The Hypopiezotolerant Bacterium, Serratia liquefaciens, Failed to Grow in Mars Analog Soils under Simulated Martian Conditions at 7 hPa.
Andrew C SchuergerRebecca L MickolPetra SchwendnerPublished in: Life (Basel, Switzerland) (2020)
The search for life on Mars is predicated on the idea that Earth and Mars life (if present) should be both carbon- and water-based with similar forms of evolution. However, the astrobiology community can currently only investigate plausible Martian microbial ecosystems by using Terran life-forms as proxies.

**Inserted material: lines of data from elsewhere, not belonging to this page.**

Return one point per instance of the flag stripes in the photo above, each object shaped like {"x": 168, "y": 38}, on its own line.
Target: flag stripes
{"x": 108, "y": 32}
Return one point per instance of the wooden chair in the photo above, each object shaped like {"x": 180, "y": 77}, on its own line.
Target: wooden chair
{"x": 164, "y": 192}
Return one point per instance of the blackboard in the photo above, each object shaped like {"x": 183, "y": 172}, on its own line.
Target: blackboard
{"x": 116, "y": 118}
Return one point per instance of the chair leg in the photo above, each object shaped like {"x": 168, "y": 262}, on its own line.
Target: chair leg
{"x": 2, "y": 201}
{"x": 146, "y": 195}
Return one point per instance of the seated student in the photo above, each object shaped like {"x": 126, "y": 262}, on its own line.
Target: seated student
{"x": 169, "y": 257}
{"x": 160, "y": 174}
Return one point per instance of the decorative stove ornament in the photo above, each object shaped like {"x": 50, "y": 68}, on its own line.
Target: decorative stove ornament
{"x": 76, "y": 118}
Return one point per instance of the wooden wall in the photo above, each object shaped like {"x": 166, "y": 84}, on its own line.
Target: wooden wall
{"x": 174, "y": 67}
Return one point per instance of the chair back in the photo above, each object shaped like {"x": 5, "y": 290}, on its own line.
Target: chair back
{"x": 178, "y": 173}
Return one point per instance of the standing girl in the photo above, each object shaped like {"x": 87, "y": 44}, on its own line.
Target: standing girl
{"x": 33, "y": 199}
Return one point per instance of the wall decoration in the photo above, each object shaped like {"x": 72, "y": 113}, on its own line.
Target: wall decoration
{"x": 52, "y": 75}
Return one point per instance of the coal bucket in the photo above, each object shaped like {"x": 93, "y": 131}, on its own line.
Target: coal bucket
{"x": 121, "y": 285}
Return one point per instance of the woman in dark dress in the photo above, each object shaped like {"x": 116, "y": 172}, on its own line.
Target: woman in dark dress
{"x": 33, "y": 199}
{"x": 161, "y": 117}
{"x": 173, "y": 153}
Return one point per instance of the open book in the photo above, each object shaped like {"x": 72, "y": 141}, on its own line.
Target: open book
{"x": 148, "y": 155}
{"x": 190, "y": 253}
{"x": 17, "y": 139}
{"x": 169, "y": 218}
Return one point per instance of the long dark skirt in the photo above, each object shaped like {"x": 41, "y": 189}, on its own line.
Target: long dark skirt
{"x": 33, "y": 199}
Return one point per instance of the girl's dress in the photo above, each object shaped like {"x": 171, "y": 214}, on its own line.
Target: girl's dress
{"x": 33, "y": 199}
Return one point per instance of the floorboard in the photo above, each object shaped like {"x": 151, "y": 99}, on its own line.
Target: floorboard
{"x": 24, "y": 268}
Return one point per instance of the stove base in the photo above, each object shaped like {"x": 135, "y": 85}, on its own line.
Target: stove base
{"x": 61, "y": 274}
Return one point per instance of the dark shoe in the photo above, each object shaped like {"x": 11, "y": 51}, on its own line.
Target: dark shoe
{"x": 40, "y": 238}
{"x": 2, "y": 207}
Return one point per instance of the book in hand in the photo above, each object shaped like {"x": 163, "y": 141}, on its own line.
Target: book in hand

In order to examine how life might persist on Mars, we used a hypopiezotolerant bacterium (def., able to grow at 7-10 hPa)-Serratia liquefaciens-in growth assays with four Mars analog soils conducted under a subset of simulated Martian conditions including 7 hPa, 0 °C, and a CO2-enriched anoxic atmosphere (called low-PTA conditions). The four Mars analog soils included an Aeolian dust analog, the Mars JSC-1 analog, a Phoenix lander-site simulant, and a high-Salts analog. Serratia liquefaciens cells were able to grow at 30 °C in a liquid minimal basal medium (MBM) supplemented with 10- or 20-mM sucrose, Spizizen salts, and micronutrients. When the four analog soils were doped with both MBM and cells of S. liquefaciens, and subsequently incubated at 30 °C for 72 h, cell densities increased between 2-logs (Phoenix analog) and 4-logs (Aeolian and JSC-1 analogs); the Salts analog led to complete inactivation of S. liquefaciens within 24 h. In contrast, when the experiment was repeated, but incubated under low-PTA conditions, S. liquefaciens cells were either killed immediately by the Salts analog, or decreased by > 5 logs over 28 d by the Aeolian, JSC-1, and Phoenix analogs. The failure of S. liquefaciens to grow in the analog soils under low-PTA conditions was attributed to the synergistic interactions among six factors (i.e., low pressure, low temperature, anoxic atmosphere (i.e., the low-PTA conditions), low-pH in the Salts soil, dissolved salts in all analogs, and oligotrophic conditions) that increased the biocidal or inhibitory conditions within the analog soils. Results suggest that even if a hypopiezotolerant Terran microbe is displaced from a spacecraft surface on Mars, and lands in a hydrated and nutrient-rich niche, growth in the Martian regolith is not automatically assured.